To summarize the interface (key is a string, data is an arbitrary object):

import shelve

d = shelve.open(filename)  # open -- file may get suffix added by low-level
                           # library

d[key] = data              # store data at key (overwrites old data if
                           # using an existing key)
data = d[key]              # retrieve a COPY of data at key (raise KeyError
                           # if no such key)
del d[key]                 # delete data stored at key (raises KeyError
                           # if no such key)

flag = key in d            # true if the key exists
klist = list(d.keys())     # a list of all existing keys (slow!)

# as d was opened WITHOUT writeback=True, beware:
d['xx'] = [0, 1, 2]        # this works as expected, but...
d['xx'].append(3)          # *this doesn't!* -- d['xx'] is STILL [0, 1, 2]!

# having opened d without writeback=True, you need to code carefully:
temp = d['xx']             # extracts the copy
temp.append(5)             # mutates the copy
d['xx'] = temp             # stores the copy right back, to persist it

# or, d=shelve.open(filename,writeback=True) would let you just code
# d['xx'].append(5) and have it work as expected, BUT it would also
# consume more memory and make the d.close() operation slower.

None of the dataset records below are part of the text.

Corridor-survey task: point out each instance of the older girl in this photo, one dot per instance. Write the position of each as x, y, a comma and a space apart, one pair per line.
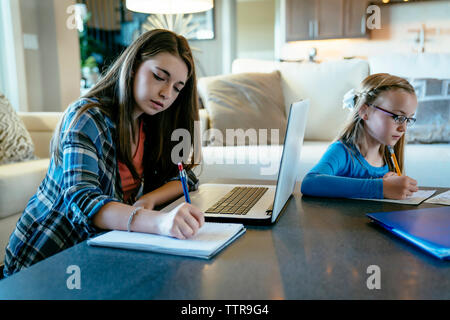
111, 156
358, 164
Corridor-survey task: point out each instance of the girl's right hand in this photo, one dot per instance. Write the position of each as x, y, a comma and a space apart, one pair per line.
398, 187
182, 222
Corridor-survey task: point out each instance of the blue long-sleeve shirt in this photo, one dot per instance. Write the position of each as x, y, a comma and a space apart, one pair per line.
342, 173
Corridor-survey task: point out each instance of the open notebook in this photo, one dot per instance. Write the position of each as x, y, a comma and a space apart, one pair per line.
427, 228
442, 198
210, 239
415, 199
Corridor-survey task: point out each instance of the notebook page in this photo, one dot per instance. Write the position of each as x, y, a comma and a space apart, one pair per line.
443, 198
209, 237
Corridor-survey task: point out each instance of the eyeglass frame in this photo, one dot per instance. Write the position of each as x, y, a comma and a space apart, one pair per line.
398, 119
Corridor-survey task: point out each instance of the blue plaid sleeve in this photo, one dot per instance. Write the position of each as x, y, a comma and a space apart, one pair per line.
85, 178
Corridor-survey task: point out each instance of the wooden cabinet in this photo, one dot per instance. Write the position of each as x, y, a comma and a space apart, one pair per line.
325, 19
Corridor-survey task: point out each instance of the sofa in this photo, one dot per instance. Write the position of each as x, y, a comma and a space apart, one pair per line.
323, 84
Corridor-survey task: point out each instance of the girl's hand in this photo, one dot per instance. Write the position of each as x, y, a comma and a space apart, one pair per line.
390, 174
398, 187
182, 222
145, 202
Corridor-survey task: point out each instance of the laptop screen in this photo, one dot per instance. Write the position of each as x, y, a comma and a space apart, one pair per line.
290, 159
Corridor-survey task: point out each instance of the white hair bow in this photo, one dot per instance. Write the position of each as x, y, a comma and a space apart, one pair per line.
349, 100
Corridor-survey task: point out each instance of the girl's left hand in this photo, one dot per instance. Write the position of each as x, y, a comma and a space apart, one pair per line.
145, 202
389, 174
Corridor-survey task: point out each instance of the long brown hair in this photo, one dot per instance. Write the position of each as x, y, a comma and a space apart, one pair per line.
114, 91
371, 87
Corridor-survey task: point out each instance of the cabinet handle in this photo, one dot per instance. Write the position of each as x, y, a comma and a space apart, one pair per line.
363, 25
316, 28
311, 29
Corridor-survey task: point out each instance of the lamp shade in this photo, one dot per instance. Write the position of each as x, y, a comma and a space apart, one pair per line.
169, 6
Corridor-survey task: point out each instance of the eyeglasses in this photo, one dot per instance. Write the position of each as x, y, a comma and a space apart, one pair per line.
398, 119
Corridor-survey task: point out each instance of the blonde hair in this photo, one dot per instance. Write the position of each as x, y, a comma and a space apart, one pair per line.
352, 135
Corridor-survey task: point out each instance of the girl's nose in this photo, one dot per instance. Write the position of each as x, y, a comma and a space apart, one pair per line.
165, 92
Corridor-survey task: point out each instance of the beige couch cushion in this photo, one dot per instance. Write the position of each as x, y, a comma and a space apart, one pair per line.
41, 126
323, 83
18, 182
15, 141
251, 102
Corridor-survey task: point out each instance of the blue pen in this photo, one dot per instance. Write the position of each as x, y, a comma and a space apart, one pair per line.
184, 182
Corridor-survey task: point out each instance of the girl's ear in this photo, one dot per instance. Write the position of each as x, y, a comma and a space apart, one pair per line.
364, 112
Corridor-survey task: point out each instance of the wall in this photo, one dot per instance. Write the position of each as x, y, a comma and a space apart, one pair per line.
255, 29
214, 57
12, 64
53, 63
396, 20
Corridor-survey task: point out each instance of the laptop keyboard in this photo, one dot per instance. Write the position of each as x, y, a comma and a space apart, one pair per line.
238, 201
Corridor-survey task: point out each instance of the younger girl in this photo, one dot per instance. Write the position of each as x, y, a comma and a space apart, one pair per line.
358, 163
111, 156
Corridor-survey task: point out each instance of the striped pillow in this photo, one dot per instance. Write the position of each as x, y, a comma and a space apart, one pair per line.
15, 141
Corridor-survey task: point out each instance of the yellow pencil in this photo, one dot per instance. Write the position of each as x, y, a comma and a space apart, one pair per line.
394, 160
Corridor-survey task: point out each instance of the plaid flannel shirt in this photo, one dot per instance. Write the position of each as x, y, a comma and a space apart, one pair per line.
60, 214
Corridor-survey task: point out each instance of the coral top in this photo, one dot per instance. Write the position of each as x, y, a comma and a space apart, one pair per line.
130, 186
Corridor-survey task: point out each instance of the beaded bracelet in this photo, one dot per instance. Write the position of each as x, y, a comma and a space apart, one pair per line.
131, 217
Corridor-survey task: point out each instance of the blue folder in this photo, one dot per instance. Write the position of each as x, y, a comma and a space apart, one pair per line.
427, 228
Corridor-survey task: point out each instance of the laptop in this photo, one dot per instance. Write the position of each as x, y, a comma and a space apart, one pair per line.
426, 228
256, 204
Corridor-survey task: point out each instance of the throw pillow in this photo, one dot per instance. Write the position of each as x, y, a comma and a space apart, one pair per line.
15, 141
433, 112
244, 109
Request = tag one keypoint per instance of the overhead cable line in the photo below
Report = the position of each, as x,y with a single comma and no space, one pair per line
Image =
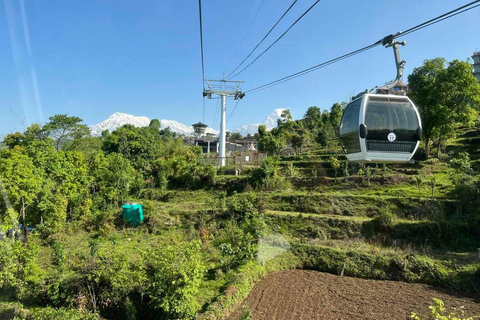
278,39
233,110
201,50
268,33
383,41
244,35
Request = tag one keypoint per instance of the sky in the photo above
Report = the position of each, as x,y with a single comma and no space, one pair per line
92,58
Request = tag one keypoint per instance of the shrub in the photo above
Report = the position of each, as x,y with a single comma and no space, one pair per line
438,312
62,313
18,268
174,274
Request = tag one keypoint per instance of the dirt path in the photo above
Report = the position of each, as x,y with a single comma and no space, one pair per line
299,294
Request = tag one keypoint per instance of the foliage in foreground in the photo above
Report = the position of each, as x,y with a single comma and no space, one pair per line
439,312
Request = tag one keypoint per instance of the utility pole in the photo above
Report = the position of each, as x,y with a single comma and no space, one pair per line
223,88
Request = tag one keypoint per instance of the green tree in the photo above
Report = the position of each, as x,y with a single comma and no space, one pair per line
62,127
446,95
119,176
336,113
271,144
21,180
313,119
174,274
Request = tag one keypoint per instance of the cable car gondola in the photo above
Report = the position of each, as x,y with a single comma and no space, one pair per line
384,126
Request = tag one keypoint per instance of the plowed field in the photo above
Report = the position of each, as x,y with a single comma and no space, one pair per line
298,294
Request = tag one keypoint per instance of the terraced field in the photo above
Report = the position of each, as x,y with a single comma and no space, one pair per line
301,295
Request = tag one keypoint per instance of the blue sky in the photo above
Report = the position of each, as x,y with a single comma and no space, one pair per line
92,58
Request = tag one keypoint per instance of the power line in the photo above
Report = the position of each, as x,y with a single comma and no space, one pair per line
233,110
268,33
244,35
385,40
283,34
201,50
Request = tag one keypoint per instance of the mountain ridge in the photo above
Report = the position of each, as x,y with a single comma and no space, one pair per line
119,119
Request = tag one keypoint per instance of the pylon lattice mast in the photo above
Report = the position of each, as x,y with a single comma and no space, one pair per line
223,88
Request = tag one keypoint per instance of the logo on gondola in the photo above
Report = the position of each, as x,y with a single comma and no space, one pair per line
392,137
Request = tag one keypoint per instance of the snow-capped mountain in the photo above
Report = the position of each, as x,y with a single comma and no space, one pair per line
270,122
119,119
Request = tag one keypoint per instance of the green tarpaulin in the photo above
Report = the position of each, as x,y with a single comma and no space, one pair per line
133,213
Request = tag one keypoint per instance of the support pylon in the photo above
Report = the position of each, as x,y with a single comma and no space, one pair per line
224,89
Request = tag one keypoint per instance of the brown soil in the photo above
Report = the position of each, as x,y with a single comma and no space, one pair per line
299,294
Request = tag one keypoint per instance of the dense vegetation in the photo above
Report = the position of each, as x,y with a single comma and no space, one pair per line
208,237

d.close()                  # close it

Exceptions

.. exception:: ShelveError

   Exception raised when one of the arguments *deserializer* and *serializer*
   is missing in the :func:`~shelve.open`, :class:`Shelf`, :class:`BsdDbShelf`
   and :class:`DbfilenameShelf`.

   The *deserializer* and *serializer* arguments must be given together.

   .. versionadded:: 3.15


.. seealso::

   Module :mod:`dbm`
      Generic interface to ``dbm``-style databases.

   Module :mod:`pickle`
      Object serialization used by :mod:`!shelve`.